From where I sit - Moving in for the kill

十二月 4, 2008

One of the larger-than-life billboards to be seen recently on the Paris Metro features a battered London bobby under a giant sign reading "Arretez de massacrer l'anglais!" (Stop massacring (the) English!).

Touting the services, inevitably, of a language school, it is a pretty funny advertisement if you spend large parts of your week reading English which has the consistency of shepherd's pie and the clarity of pea soup.

As I am a relative newcomer to the French higher education system, it is a source of some puzzlement to me why lecturers and professors here do not demand access to some of the working conditions enjoyed by their contemporaries elsewhere. Simple things such as a dedicated desk, computer or laptop, and reliable university-based email would be a good start. I have a sneaking suspicion that language, and in particular massacred English, has something to do with it.

Few academics in French universities have taught outside France. Under the auspices of Erasmus, they are encouraged to, and more than 2,000 a year do spend a few weeks in another European university as a guest lecturer. But very few leave France to teach for longer periods of time.

There are many reasons for this lack of mobility. First, the system does not encourage or reward long periods away. Secondly, personal circumstances, such as family commitments, not to mention administrative challenges - accommodation, banking, health cover - often push the option into the basket marked "too difficult".

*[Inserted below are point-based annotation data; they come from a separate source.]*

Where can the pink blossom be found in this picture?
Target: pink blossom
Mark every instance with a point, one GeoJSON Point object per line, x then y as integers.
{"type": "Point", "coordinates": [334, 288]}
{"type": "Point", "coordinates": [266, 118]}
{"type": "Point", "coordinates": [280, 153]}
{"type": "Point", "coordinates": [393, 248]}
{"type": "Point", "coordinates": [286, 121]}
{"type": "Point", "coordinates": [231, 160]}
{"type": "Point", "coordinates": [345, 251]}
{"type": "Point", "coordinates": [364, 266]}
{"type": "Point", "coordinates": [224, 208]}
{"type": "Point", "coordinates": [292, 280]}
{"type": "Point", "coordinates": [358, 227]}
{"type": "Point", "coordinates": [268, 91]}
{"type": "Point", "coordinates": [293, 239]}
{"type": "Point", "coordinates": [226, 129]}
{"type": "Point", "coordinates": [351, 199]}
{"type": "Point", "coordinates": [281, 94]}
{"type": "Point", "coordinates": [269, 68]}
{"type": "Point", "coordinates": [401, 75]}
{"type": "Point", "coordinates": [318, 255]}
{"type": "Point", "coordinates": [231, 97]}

The third reason is language skills. These remain a critical issue for France - and not only in academic circles. Statistics published last month put the English-language skills of the French on par with those of the Hungarians and Spanish, and well below those of the Dutch, Danes and Finns.

One cannot help but wonder whether the situation would change for the better if more teaching staff gained extensive experience elsewhere, and if French academics, collectively, were to say, "This just isn't good enough".

Le Monde recently carried an eloquent protest of the "this just isn't good enough" variety from Jacques Blamont - but unfortunately it was published deep into France's month-long summer holiday.

Professor Blamont has taught at University of Paris VI, the Ecole Normale Superieure and Caltech in California over many decades and is thereby well placed to make comparisons between the higher education systems in France and the United States.

In his piece, Professor Blamont argued for an unthinkable revolution in French universities: the introduction of student fees, the imposition of a vigorous selection process, and greater contributions from the private sector. The latter, he argued, would be attracted only by a teaching corps that is high quality and, above all, mobile.

Of course, his article provoked an outcry: his arguments were largely rejected, his analysis dismissed as being too simplistic, and his detractors claimed that more public money is the only solution to the problems he identified.

In English, it must be said, we too often massacre sayings that could only have come to us from the French: "Plu sa change, plu say la meme shoes."